# Blackfin Tuna @ 'The Edge' ???



## REEL STAMAS (Jan 27, 2008)

Ok, guys... I've caught the occasional BlFT trolling for Kings or Wahoo, but never really targeted them. I've heard that the BlFT bite @ 'The Edge' off the FL. Panhandle (I live in Panama City Beach) is really good in the fall. Can you guys that target BlFT help me by telling me the best time(s) of year, the best water T*(s) & depth(s) & the best techniques for success w/ BlFT ??? Thanks again...:thumbsup:


----------



## Deeplines (Sep 28, 2007)

Use the search button.
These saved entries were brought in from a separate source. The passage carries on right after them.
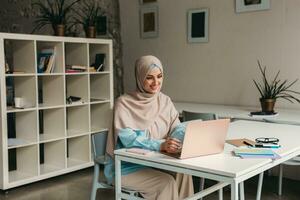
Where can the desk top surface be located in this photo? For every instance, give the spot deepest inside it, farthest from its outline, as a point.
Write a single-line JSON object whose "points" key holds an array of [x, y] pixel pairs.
{"points": [[285, 116], [225, 163]]}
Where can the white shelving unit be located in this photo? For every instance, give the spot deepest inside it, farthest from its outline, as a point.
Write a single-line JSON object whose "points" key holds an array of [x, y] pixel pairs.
{"points": [[49, 136]]}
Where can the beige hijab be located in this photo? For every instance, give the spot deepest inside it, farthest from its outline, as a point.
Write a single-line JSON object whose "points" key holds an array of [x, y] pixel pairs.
{"points": [[154, 113]]}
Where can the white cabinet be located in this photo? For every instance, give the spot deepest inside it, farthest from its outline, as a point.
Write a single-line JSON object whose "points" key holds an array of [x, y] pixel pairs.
{"points": [[50, 134]]}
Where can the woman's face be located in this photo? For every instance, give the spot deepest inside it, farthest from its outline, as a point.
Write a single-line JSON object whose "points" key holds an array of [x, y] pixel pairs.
{"points": [[153, 81]]}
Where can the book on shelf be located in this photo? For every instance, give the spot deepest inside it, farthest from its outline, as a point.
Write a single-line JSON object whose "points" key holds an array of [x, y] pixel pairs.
{"points": [[99, 62], [46, 60]]}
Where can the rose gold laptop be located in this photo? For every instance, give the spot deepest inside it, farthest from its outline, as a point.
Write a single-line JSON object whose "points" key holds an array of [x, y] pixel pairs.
{"points": [[203, 138]]}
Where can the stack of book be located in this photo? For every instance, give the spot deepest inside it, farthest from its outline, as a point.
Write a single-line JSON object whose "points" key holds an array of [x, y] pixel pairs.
{"points": [[75, 68], [46, 60], [255, 153]]}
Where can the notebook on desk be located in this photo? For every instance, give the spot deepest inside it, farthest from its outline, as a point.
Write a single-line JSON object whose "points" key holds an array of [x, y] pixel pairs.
{"points": [[203, 138]]}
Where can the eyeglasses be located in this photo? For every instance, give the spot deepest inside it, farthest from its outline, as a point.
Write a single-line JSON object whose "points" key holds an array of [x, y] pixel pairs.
{"points": [[267, 140]]}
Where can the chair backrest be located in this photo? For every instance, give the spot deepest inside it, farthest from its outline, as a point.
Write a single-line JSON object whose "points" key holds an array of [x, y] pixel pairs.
{"points": [[188, 116], [99, 143]]}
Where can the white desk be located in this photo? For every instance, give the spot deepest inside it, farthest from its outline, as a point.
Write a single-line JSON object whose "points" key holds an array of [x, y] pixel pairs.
{"points": [[285, 116], [224, 167]]}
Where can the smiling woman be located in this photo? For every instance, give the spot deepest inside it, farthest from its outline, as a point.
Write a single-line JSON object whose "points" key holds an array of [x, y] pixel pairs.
{"points": [[144, 119]]}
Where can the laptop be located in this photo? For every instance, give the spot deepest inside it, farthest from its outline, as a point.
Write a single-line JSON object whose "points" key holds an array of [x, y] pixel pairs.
{"points": [[203, 138]]}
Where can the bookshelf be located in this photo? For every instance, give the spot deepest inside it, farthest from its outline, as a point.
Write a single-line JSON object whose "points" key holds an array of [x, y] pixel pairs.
{"points": [[51, 135]]}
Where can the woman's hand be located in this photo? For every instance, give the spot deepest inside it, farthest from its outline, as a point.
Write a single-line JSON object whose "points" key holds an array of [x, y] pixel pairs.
{"points": [[171, 145]]}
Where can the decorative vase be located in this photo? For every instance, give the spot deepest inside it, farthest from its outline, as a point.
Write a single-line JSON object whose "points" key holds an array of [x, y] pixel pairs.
{"points": [[60, 30], [91, 32], [267, 105]]}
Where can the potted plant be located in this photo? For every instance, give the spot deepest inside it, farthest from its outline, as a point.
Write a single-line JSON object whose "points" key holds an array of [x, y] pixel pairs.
{"points": [[54, 13], [272, 90], [87, 16]]}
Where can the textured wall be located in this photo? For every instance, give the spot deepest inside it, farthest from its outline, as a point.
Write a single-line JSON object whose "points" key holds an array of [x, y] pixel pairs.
{"points": [[17, 16], [220, 71]]}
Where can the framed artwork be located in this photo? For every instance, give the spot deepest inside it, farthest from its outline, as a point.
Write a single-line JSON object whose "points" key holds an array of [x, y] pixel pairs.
{"points": [[149, 21], [101, 25], [251, 5], [147, 1], [198, 25]]}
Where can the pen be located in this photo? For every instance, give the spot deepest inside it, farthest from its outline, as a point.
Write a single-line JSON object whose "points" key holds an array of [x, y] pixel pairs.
{"points": [[247, 143], [267, 146]]}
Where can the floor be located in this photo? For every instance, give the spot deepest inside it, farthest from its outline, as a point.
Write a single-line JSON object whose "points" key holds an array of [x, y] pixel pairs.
{"points": [[77, 186]]}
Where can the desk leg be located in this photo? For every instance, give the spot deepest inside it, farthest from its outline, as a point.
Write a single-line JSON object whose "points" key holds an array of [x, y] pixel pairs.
{"points": [[220, 194], [242, 191], [259, 187], [234, 191], [118, 178]]}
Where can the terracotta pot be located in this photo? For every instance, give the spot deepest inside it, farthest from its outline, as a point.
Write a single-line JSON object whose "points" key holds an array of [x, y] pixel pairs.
{"points": [[267, 105], [91, 32], [60, 30]]}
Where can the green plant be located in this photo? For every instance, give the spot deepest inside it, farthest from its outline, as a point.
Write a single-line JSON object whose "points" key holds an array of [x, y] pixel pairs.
{"points": [[276, 88], [87, 14], [53, 12]]}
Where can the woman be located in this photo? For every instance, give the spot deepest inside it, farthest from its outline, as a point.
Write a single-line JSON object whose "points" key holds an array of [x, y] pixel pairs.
{"points": [[145, 118]]}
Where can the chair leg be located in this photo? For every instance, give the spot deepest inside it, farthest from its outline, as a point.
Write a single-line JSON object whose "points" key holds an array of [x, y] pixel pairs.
{"points": [[280, 180], [201, 185], [259, 187], [242, 191], [95, 182]]}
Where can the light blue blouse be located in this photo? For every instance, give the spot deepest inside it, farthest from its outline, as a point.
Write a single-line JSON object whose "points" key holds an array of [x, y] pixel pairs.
{"points": [[129, 138]]}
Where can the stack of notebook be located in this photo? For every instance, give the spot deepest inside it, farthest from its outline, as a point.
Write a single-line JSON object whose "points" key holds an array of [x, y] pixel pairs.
{"points": [[255, 153]]}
I would help you but I'm using my phone to type this, it just takes to long.

Short answers.... Now , chunk and chum, freelines hope the waves and wind is not out of south.


----------



## younghooker (Oct 7, 2007)

on the 29 fathom edge... ledges near the Alaska ( 2935.90 x 8614.10 ) out of PC.. wahoo also... chunk chum they'll be mixed in with bonitos.. troll cedar plugs.. small ilanders, tuna tango @ Half Hitch.. they love pinfish.. flouro leaders.. find a shrimp boat... good in fall.. spring too.. we' caught 'em off Navarre.. cobia fishing pulling a small spoon for Spanish.. bleed 'em for best eating


----------



## lastcast (Oct 12, 2007)

Can't say we've targeted them but, I caught one last week at the edge running under the 4 to 5 pound Bonito's.


----------